Gender Equality and Women in Sports

February 27, 2026

Here is something that might surprise you. In 2023 the FIFA Women’s World Cup attracted two billion viewers around the world and contributed nearly one point nine billion dollars to the global economy. That is right. Two billion people watched women play soccer at the highest level and the economic impact was enormous. You would think that kind of visibility and revenue would translate into equal treatment for women athletes. But here is the uncomfortable truth. Despite all that progress the playing field is still far from level. Women athletes earn a fraction of what men earn. They receive less media coverage. They are underrepresented in leadership positions. They face discrimination that their male counterparts never have to think about. And for women who face additional barriers because of their race or their religion or their disability the challenges are even greater. This article is about all of that. It is about where we stand with gender equality in sports and how far we still have to go. It is about the statistics that should shock us and the stories that should move us and the changes that are finally starting to happen. By the time you finish reading you will understand why gender equality in sports matters not just for athletes but for everyone.

The Visibility Revolution That Changed Everything

Let us start with the good news because there is plenty of it. Women’s sports have experienced something like a revolution in visibility over the last few years. It used to be that you had to search to find women’s games on television. They were buried on obscure channels or not broadcast at all. That has changed dramatically. The 2023 FIFA Women’s World Cup was watched by two billion people across the globe. Two billion. That number is almost impossible to comprehend but it tells you something important. People want to watch women’s sports. They are hungry for it. When given the chance they show up in enormous numbers.
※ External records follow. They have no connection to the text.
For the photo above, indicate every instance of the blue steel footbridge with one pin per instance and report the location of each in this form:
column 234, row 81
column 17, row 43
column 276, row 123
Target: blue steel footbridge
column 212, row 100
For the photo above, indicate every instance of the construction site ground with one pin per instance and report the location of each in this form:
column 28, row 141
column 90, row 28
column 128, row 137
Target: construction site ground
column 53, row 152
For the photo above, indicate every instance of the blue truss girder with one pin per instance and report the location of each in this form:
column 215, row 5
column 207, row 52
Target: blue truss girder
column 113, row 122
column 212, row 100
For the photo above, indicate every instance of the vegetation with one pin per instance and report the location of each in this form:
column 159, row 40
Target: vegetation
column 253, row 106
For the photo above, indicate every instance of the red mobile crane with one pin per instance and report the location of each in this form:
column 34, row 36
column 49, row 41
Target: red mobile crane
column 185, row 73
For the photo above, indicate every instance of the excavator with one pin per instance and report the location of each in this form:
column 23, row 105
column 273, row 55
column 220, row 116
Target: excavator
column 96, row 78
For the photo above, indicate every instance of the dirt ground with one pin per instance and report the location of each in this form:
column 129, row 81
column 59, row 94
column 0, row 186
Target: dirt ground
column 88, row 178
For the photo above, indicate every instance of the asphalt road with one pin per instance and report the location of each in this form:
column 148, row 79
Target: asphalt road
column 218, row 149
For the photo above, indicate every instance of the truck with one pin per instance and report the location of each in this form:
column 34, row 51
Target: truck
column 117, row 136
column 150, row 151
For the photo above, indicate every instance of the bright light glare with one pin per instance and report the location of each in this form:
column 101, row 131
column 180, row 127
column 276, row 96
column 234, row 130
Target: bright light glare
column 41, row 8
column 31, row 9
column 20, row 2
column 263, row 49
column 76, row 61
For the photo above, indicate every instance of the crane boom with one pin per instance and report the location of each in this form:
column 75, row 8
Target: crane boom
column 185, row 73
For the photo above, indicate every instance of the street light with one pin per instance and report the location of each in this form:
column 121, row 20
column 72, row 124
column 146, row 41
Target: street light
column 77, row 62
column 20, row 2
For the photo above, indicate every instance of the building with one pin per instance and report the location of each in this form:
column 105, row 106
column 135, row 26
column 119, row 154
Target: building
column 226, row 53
The economic impact of that tournament was nearly one point nine billion dollars contributed to global GDP. That is not a niche market. That is a major economic force. Women’s sports are not just a feel good story about participation and empowerment. They are a genuine business opportunity. The visibility has also sparked important conversations about power dynamics and stereotypes and inclusion in sports. When millions of people watch women compete they start to question why those women are paid so much less. They start to notice that the coaches are mostly men. They start to see the inequalities that were always there but easy to ignore when nobody was watching .
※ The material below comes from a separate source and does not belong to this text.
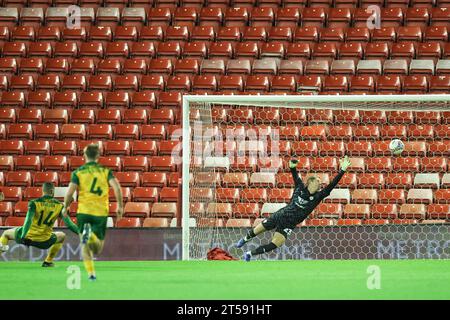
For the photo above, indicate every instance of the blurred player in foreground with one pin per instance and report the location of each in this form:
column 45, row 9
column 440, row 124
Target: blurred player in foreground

The excitement is not just about soccer either. Women’s tennis has long been a leader in visibility and equal pay. Women’s basketball is growing. Women’s cricket and rugby and cycling are all gaining followers. The 2025 UEFA Women’s Euro championship happening as I write this is drawing huge crowds and massive television audiences. The momentum is real and it is powerful.

The Stark Reality of the Gender Pay Gap

Now for the hard part. With all that visibility and all that economic impact you would think that women athletes would be paid fairly. They are not. The numbers are genuinely shocking. According to FIFA data the average female soccer player earns just ten thousand nine hundred dollars per year. Even at top tier clubs the average annual salary is only about twenty four thousand dollars. Now compare that to male professional soccer players who earn an average of one point eight million dollars annually at top tier clubs. Let me write that again so it sinks in. One point eight million dollars for men. Twenty four thousand dollars for women at the top level. The gap is not a gap. It is a chasm .

What does that mean in real life? It means that most women athletes cannot afford to focus only on their sport. They have to work other jobs. They coach or they work in offices or they do whatever they can to pay the bills while also trying to train at an elite level. Imagine trying to compete against someone who trains full time when you have just worked an eight hour shift and then rushed to practice. That is the reality for most women athletes around the world. They are exhausted before they even step on the field. Their energy and their time and their potential are all divided because the financial support simply is not there.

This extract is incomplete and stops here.